Als ich begann mit David auszugehen und wir daran dachten zusammenzuziehen, wollte David nach San Miguel, in die Plazuela. Seine Mutter hatte dort lange gelebt, im Corral de San Antón, zwei seiner Brüder sind dort geboren, bevor sie ins Viertel La Granja zogen. David und Alfredo sind dort geboren und noch ein anderer Bruder, der leider schon gestorben ist.

Aber für mich war San Miguel wie ein anderer Planet und ich wollte zurück nach Santiago, weil dort mein künstlerisches Leben begonnen hatte. Dort lebten auch viele meiner Freunde und es war in der Nähe meiner Mutter, die sich um die Kinder kümmerte, wenn ich nicht da war.

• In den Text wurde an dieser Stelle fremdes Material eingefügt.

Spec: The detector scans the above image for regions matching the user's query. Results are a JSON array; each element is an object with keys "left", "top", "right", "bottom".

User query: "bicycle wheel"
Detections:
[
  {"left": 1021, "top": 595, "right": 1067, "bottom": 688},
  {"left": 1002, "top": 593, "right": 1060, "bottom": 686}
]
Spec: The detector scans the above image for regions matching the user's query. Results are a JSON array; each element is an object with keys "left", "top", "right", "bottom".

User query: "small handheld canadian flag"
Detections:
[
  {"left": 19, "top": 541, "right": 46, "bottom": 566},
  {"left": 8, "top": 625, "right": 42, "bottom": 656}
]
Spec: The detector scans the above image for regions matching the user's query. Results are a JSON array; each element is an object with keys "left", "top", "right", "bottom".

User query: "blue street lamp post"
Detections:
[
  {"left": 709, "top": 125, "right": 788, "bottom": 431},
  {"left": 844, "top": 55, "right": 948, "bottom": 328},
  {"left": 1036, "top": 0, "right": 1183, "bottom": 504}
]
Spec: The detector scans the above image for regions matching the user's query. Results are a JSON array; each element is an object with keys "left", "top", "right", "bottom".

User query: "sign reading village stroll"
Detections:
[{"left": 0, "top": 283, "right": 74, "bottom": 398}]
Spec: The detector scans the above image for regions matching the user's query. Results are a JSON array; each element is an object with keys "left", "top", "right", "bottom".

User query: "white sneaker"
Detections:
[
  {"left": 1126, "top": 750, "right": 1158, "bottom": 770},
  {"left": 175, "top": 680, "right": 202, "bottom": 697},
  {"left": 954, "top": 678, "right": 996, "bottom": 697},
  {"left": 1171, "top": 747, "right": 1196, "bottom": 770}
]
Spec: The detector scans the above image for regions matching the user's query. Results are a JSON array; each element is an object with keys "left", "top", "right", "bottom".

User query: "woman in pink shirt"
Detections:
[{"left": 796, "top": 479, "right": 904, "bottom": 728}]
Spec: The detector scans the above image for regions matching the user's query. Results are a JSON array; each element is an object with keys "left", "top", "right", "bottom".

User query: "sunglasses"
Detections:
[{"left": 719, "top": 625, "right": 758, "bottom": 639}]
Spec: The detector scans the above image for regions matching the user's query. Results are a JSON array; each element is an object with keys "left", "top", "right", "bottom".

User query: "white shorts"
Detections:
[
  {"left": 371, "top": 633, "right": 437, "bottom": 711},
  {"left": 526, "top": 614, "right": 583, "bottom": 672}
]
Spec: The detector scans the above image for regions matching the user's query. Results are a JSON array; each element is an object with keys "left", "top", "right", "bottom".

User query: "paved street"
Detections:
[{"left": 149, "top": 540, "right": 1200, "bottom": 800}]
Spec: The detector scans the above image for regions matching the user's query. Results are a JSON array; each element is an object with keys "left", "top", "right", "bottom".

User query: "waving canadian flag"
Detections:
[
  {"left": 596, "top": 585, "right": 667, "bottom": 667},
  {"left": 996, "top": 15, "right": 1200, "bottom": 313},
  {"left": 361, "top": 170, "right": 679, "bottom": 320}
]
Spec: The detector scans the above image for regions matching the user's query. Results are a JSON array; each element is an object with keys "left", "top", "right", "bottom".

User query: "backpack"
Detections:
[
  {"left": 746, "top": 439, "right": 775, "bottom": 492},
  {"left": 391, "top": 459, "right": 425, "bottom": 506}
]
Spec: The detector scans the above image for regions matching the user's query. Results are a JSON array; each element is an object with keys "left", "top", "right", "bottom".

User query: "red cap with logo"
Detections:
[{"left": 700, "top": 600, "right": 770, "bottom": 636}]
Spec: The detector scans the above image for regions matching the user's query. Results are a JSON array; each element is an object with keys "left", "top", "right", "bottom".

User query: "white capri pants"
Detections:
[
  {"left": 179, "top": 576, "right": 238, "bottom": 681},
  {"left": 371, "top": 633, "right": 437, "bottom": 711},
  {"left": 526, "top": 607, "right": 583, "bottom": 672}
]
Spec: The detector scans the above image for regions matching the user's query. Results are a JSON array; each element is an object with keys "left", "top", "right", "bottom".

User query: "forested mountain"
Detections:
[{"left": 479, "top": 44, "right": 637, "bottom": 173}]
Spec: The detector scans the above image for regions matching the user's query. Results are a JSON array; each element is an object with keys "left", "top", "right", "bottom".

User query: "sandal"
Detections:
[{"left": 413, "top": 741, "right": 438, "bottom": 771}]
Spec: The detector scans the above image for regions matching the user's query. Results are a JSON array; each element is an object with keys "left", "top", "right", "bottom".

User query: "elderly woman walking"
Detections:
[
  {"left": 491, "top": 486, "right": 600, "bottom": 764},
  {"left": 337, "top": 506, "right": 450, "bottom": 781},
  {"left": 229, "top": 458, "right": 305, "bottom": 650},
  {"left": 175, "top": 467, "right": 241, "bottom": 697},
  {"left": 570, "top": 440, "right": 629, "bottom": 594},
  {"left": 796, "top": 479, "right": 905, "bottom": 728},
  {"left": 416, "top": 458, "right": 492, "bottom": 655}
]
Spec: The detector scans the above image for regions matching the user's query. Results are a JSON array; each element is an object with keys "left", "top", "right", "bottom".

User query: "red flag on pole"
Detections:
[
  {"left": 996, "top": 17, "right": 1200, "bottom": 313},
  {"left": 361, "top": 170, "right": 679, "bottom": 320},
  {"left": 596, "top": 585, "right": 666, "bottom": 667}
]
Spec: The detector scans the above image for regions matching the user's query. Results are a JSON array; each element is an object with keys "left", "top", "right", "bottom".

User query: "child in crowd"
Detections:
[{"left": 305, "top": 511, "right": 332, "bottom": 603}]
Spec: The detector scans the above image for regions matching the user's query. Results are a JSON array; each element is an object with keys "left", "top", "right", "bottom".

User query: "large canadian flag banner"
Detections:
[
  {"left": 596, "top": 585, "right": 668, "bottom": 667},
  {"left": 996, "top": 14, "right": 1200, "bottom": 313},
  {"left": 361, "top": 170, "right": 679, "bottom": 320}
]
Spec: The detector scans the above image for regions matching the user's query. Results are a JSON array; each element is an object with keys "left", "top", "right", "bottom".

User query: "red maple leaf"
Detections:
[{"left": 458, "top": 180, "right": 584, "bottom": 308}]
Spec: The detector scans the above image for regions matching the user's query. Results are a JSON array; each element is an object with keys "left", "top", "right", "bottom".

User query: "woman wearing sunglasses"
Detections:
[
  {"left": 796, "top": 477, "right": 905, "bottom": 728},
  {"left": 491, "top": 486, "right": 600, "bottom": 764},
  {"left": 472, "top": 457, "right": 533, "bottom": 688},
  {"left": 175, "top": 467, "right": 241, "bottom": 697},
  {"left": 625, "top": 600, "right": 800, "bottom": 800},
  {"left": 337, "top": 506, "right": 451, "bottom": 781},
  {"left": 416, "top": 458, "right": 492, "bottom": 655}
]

Also zogen wir nach Santiago in die Calle Merced und ich liebe es. Als die Kinder klein waren gab es da unglaubliche Fiestas und ich konnte nicht hin, weil ich bei den Kindern bleiben musste, die Peña von Diego Carrasco war gegenüber und gleich daneben die Peña Tío José de Paula, und jeden Tag konnte ich so den besten Cante hören. Heute gehe ich immer runter, wenn etwas los ist und es gibt wunderbare Feste, zu Weihnachten oder in der Semana Santa und irgendwie habe ich das Gefühl, als wäre ich immer schon da gewesen.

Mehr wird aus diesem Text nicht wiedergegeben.